If you are not fully satisfied with the default vectorizer, you can use and experiment other off-the-shelf vectorizers. Customization is also possible by fine-tuning on a particular business domain or by adding more context to each segment.

  • Go to the Processing view
  • Create a new vectorizer
  • Give a name to your vectorizer
  • Select an off-the-shelf vectorizer
    • all-MiniLM-L6-v2 (English)
    • OpenAI embeddings (English)
    • Paraphrase-multilingual-MiniLM (multilingual)

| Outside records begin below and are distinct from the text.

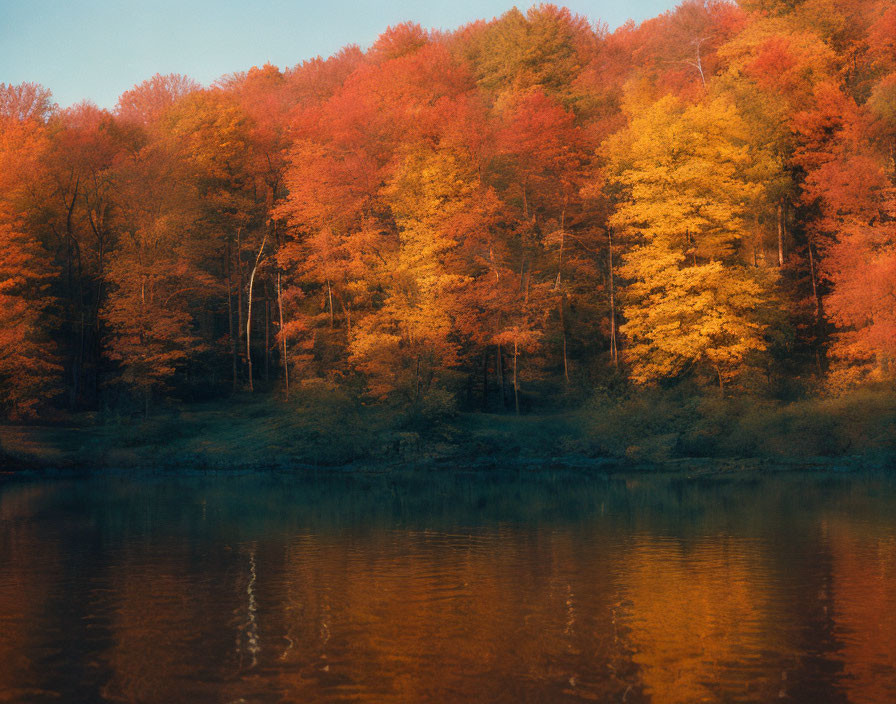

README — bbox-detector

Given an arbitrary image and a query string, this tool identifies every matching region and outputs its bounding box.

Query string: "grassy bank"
[0,389,896,471]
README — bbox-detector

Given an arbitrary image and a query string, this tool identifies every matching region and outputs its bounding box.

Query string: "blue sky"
[0,0,677,108]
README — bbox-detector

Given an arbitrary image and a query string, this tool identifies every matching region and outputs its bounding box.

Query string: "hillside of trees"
[0,0,896,468]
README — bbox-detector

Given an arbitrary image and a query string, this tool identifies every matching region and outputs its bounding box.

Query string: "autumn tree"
[608,97,771,388]
[0,93,62,417]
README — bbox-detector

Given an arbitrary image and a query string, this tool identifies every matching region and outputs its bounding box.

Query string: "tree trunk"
[227,239,239,391]
[414,354,420,403]
[607,228,619,369]
[277,271,289,400]
[236,228,246,364]
[495,345,507,410]
[776,202,784,268]
[560,296,569,386]
[264,298,271,383]
[246,233,268,391]
[808,237,823,377]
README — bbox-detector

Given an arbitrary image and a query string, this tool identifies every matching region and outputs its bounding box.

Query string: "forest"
[0,0,896,464]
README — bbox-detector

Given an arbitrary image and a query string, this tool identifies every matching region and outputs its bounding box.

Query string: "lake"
[0,470,896,704]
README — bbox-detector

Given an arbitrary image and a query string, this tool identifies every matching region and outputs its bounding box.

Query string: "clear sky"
[0,0,677,108]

  • By default, we use the following vectorizers:
    • all-MiniLM-L6-v2 for english content
    • CamemBERT for french content
    • paraphrase-multilingual-MiniLM-L12-v2 for all other languages
  • Save and possibly activate the vectorizer on your project
  • The active vectorizers are marked with the green tick
  • The default vectorizer used in the semantic search in marked with the yellow cross

Customization

  • It is possible to add context to each segment for a better vectorization hence a better Retriever.

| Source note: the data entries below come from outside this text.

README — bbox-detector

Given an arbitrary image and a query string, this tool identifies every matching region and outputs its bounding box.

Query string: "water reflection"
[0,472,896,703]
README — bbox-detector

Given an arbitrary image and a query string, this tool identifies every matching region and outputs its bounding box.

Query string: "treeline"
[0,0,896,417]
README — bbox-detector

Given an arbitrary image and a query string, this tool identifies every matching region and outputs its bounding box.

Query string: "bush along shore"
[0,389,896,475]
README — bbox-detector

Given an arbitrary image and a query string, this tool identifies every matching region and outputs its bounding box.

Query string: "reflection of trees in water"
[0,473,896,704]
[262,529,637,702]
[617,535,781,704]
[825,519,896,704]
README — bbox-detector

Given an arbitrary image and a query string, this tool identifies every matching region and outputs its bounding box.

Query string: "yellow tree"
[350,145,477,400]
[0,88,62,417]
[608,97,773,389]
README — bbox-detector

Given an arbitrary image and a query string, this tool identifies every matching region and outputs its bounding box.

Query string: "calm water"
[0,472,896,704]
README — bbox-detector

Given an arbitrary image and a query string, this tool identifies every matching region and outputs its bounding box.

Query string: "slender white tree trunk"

    • Go to the Processing menu
    • Create a new Vectorizer
    • Select “Advanced vectorizer”
    • Select “Web template engine Jinja” in the off-the-shelf component list.
    • Parameters allow you create a Ninja script (see here for instance).
      • It is possible to add the document title to each text segment writing “{{ title }} > {{ text }}” in the Jinja template
      • It is possible to add the title and document metadata to each text segment writing “{{ title }} > {{ metadata.name }} > {{ text }}” in the Jinja template.
      • Kairntech professional services can assist you.
  • A vectorizer can be fine-tuned for a particular business domain or language.
    • Kairntech professional services can do it for you.